The image used this time evaluates apples (Orin). apple_orin.jpg

  #Image reading
from PIL import Image
#import glob
url = '/content/drive/My Drive/Colab Notebooks/img'
files=url+"/apple_orin.jpg "
image =Image.open(files)
image=image.convert('RGB')
image=image.resize((224,224))

#Convert the read PIL format image to array
data = np.asarray(image)
#Evaluation
from keras.preprocessing import image

#Increase the number of samples by one to make a four-dimensional tensor
data = np.expand_dims(data, axis=0)
#Output top 5
preds = model.predict(preprocess_input(data))
results = decode_predictions(preds, top=5)[0]
for result in results:
    print(result)

('n07742313', 'Granny_Smith', 0.9861995) ('n02948072', 'candle', 0.0040857443) ('n07747607', 'orange', 0.001778649) ('n03887697', 'paper_towel', 0.0016588464) ('n07693725', 'bagel', 0.0012920648)

It became.

4. result

What is the 1st place "Granny_Smith"?

Granny Smith is a cultivar of apples. Developed in Australia in 1868 by accidental seedlings by Maria Anne Smith, the origin of the name commodity-granny-smith.jpg

With that said, the image itself is quite close, so it seems that the accuracy is high. ImageNet may not have data on Orin.

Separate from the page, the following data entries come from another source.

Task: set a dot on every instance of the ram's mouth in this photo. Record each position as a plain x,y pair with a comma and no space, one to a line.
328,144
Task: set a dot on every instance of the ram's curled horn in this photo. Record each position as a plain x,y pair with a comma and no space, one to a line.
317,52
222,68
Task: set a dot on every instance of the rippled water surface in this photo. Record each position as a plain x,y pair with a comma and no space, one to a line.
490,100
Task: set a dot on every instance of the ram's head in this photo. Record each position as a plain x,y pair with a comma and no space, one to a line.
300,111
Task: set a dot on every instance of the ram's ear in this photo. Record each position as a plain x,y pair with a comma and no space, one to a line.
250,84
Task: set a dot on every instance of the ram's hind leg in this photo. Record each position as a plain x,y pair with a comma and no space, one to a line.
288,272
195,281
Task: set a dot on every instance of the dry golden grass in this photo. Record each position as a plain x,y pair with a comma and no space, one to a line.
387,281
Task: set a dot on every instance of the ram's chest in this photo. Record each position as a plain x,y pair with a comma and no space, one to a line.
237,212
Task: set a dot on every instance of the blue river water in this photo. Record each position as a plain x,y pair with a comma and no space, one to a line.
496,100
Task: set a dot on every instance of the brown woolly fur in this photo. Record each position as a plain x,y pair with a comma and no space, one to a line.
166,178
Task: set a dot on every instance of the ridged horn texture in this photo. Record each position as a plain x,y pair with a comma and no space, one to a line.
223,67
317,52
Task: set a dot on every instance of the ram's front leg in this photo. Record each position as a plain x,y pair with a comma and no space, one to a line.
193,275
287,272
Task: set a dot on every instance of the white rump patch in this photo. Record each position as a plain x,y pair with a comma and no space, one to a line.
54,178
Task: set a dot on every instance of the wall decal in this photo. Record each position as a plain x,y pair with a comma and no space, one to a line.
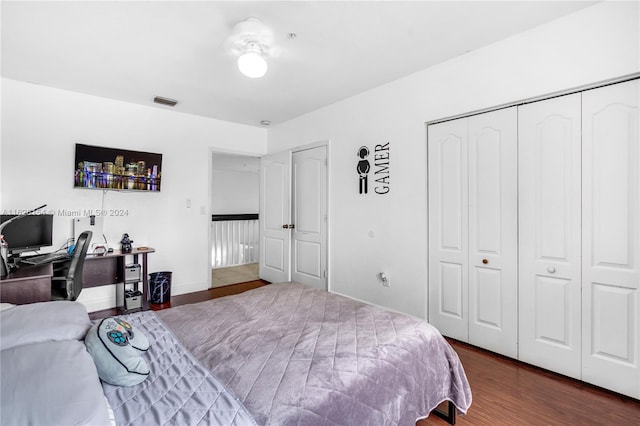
363,169
381,169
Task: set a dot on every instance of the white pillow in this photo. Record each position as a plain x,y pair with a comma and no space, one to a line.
43,322
4,306
118,363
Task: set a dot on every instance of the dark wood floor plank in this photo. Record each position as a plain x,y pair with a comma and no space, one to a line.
508,392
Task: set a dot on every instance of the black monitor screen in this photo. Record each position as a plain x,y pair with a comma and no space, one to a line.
29,233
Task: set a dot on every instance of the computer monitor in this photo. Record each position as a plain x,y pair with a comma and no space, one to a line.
29,233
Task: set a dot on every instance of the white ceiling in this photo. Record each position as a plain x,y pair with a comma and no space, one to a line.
135,50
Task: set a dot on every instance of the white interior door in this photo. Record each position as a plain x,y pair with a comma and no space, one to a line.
493,231
550,234
309,212
275,212
448,228
611,237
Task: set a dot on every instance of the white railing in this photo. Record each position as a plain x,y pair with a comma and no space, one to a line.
235,240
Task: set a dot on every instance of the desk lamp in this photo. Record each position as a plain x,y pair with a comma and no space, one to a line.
4,267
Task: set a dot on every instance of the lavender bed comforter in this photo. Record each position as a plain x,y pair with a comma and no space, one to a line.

The order, label, and class name information for 1000 ImageNet classes are summarized in the following JSON file. Below is Granny_Smith.

https://storage.googleapis.com/download.tensorflow.org/data/imagenet_class_index.json

Since it is necessary to learn separately in order to perform image recognition to determine the variety, we will do it from the next time onwards.

This time, the purpose was to try it out, so it's OK.

From the next time onward, we will create a model that can be applied to the variety.

5. Consideration

The key points when using the VGG16 model are as follows.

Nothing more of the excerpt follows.